As a former wrestler in Ohio, I began every single season from the time I started competing as a fifth-grader with the goal of one day becoming a state qualifier.

It gave me - and countless of others in the sport - a reason to dig deeper each practice in order to answer the only question that mattered: Did you make state?

Being able to answer it with "yes" automatically bought you respect and put you in an exclusive club.

That hasn't been the case in recent years in Arizona for cross country and wrestling in Class 5A.

All varsity competitors automatically qualified for the state meet making a mockery of the process.

It was a terrible idea that crowded the course with individuals that didn't deserve to compete at the state's highest level or turned wrestlers into human first-round forfeits for a higher seeded wrestler.

A state event should be reserved for the very best; not just anyone who had the ability to lace a pair of running shoes or snap on headgear.

That's why I love the fact that the Arizona Interscholastic Association has completely overhauled the way individual state tournaments are conducted.

The laughing can stop, the head shaking will lessen and the college recruiters will have a better idea of who to focus on now that the changes have been made.

The biggest loser in all of this might be the Kukulski Brothers, the company that the AIA has a contract with for their entire trophy needs because the order is going to be a whole lot less this season.

As a whole the decision to reduce the number of region and state tournaments is viewed as a positive step.

The AIA did it mostly for financial reasons - it's a 21 percent reduction across the board - as fewer venues need to be rented, fewer trophies need to be bought, less travel is made and the total number of events for individual and team tournaments has been curtailed from 1,577 to 1,251 for 14 sports.

That's all well and good.
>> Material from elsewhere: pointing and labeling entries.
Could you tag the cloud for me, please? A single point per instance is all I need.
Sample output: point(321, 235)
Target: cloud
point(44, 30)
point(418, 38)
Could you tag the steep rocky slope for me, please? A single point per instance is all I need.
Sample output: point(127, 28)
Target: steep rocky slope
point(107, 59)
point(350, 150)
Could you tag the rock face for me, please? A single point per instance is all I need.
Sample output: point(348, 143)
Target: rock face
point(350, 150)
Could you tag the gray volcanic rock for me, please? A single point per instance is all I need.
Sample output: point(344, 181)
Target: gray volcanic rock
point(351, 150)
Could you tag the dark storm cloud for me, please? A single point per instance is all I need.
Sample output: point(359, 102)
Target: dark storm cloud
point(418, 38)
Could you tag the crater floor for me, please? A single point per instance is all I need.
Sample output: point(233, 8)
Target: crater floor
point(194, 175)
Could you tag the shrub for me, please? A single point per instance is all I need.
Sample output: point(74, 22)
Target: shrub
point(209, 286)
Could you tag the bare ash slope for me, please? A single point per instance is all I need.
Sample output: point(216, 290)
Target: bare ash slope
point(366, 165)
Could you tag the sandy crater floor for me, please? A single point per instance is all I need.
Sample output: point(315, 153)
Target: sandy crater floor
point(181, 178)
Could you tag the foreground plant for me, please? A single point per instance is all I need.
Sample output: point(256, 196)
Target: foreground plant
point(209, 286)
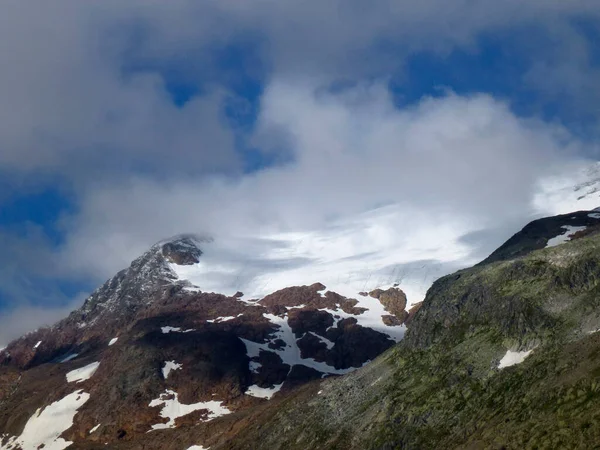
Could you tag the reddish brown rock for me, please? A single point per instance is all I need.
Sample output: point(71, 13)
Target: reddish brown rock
point(412, 311)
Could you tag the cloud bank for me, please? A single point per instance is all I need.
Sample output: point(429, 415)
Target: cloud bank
point(301, 92)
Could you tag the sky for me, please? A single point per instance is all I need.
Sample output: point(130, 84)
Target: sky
point(393, 133)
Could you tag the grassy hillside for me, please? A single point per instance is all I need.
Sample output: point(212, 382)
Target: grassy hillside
point(441, 387)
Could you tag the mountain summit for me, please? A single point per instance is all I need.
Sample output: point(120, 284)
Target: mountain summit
point(150, 351)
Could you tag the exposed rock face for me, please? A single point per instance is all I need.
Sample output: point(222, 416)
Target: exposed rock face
point(155, 339)
point(537, 234)
point(184, 251)
point(444, 386)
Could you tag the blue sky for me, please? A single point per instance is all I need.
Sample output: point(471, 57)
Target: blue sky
point(192, 100)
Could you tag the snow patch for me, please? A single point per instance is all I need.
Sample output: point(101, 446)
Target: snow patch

In these times everyone needs a financial break. Save as much money as possible and do some good with it.

Additionally, being an Arizona state champion will also be held in a higher regard to recruiters now that the state title isn't a watered down sham.

I have talked to numerous college recruiters for wrestling over the years. Several of them said Arizona state champions can sometimes become an afterthought because there were too many (six per weight class) of them to look at.
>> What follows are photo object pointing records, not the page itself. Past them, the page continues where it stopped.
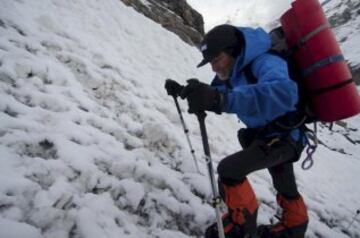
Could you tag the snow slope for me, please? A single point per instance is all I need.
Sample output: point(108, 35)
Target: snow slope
point(266, 13)
point(91, 145)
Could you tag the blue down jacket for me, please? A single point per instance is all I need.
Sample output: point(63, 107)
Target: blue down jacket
point(272, 96)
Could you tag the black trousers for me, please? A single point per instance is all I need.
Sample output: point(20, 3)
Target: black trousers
point(275, 154)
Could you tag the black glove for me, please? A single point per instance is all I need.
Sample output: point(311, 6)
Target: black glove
point(173, 88)
point(234, 232)
point(201, 97)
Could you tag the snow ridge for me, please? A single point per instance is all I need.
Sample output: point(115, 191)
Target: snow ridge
point(91, 145)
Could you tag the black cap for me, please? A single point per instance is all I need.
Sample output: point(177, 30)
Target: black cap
point(217, 40)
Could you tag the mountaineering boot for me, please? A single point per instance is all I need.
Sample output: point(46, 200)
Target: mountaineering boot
point(241, 201)
point(293, 222)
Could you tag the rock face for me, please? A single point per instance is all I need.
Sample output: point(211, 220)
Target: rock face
point(176, 16)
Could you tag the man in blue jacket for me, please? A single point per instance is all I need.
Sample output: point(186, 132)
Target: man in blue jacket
point(238, 56)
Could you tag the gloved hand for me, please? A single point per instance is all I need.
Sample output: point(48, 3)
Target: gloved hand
point(173, 88)
point(234, 232)
point(201, 97)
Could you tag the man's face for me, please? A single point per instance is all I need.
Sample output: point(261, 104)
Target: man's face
point(222, 65)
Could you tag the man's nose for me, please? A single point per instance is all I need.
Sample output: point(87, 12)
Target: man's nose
point(214, 66)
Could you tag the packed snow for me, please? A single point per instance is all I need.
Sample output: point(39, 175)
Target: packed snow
point(92, 146)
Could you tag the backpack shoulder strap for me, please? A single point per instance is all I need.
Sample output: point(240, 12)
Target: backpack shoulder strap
point(250, 77)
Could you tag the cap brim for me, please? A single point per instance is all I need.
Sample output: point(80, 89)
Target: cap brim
point(202, 63)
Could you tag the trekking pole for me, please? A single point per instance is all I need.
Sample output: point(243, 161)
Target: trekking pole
point(186, 131)
point(216, 198)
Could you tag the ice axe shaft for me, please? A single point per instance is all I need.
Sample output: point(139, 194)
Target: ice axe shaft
point(216, 198)
point(186, 131)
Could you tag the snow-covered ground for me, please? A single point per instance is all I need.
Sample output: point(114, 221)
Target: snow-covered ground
point(91, 145)
point(266, 13)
If they didn't compete in national events they rarely got a sniff because winning a state tournament in Arizona was the equivalent of winning a regular season tournament in other states.

Arizona has 186 wrestling schools, including Mountain Pointe and Desert Vista, and in previous years there were six divisions, meaning a state champion was the best out of about 30 other competitors at most.
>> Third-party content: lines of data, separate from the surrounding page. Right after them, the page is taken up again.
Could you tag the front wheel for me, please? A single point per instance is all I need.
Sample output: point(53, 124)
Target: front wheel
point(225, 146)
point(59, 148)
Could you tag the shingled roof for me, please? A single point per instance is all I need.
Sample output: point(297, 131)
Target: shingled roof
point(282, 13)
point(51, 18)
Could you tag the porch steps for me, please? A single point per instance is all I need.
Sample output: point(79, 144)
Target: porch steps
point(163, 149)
When comparing that to California (where one state champion is named for the entire state), Ohio (700 schools/three state champions) and other wrestling rich states it used to be laughable.

Now that changes with this improved process. There will now be three state champions per weight class and the field is determined by sectional tournaments.

In other words, they will have to earn their way to being a state qualifier.

And from this point forward it doesn't ring hollow. They will be part of an exclusive club.